Mi riferisco alla educazione alimentare. Noi diciamo che un bicchiere di vino a tavola fa bene. Diciamo ancora che il vino fa apprezzare meglio molte pietanze, quindi è un piacere per l’uomo. Probabilmente c’è un’azione da fare tutti insieme a livello sinergico per valorizzare i vini ed i piatti tipici della cucina lombarda. Bisogna fare in modo che i ristoratori, per esempio, propongano meglio questo concetto.



Quindi bisogna fare più sistema nella ristorazione per far conoscere la gastronomia lombarda?

Bisogna superare la fase della comunicazione che è un obbiettivo raggiunto. Ora bisogna portare la gente ad assaggiare, provare. È un ulteriore passaggio. Bisogna ritornare a proporre degli abbinamenti riproponendo i piatti tipici lombardi.

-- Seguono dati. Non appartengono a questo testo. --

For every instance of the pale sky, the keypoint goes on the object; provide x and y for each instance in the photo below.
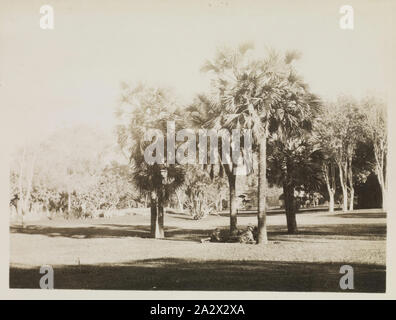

Questo, quindi, non avviene in questo momento?

Secondo me si può fare qualcosa di più.



A questo proposito, spesso si dice che i lombardi apprezzino poco i prodotti della propria regione. In particolar modo a Milano, che però è un caso a parte, vista la grande offerta multiculturale, anche in cucina.

Il problema è farsi trascinare solo dalle richieste del cliente e non preoccuparsi di svolgere anche una funzione di diffusione della cultura enogastronomica lombarda. Dico questo perché una volta proposta l’alternativa lombarda, poi difficilmente si torna indietro o, comunque, non si può non rimanere affascinati dalla nostra varietà. Per carità, molti fanno già tutto questo, ma bisogna sforzarsi per fare di più. Di promozione ne facciamo tanta, tutti, ora bisogna passare fattivamente alla fase propositiva, reale, e vedere i risultati nei menù a tavola. Non sono rimaste tante trattorie milanesi vere, per esempio, che propongano la tradizione lombarda. La comunicazione passa da qui, anzi, soprattutto da qui.



Gli incedenti stradali a causa dell’alcol. Secondo lei c’è un approccio giusto per non demonizzare da una parte l’uso del vino ed ovviamente insieme colpire chi in realtà ne abusa?

È assolutamente necessario, ed uno Stato non potrebbe fare altrimenti, colpire l’abuso di alcol. Chiunque si mette alla guida è come se avesse un’arma. Io credo che, detto questo, ci deve poi essere da parte delle forze dell’ordine del buon senso. Non in tutti il vino causa gli stessi stati a causa dei diversi metabolismi di ognuno di noi. Bisognerebbe per esempio, provare ad applicare anche dei test psico-attitudinali, per vedere realmente qual sia lo stato di salute di chi si mette alla guida dopo aver bevuto alcol. Detto questo non si possono togliere i limiti prestabiliti dalla legge che servono da deterrente. L’applicazione con serietà credo invece sia ciò su cui ragionare. La legge è giusto che fissi dei parametri, ma se l’applicazione diventa troppo ortodossa rischia di vanificare l’esito positivo che si vuole dal provvedimento. Non credo che la causa degli incidenti sia di chi beve qualche bicchiere di vino a tavola.



Purtroppo però il rischio del proibizionismo sembra sempre poter ritornare

Io non credo sempre ai provvedimenti sanzionatori ed ai divieti. Il proibizionismo americano è stato l’esempio di come poi i provvedimenti venissero aggirati tranquillamente. Se uno vuole sbronzarsi prima di entrare in discoteca riesce tranquillamente a farlo prima. Il pericolo non arriva certo di chi vuole andare a bere un buon bicchiere di vino a cena fuori. La politica del divieto e del proibizionismo genera risultati peggiori di quello che vorrebbe prevenire.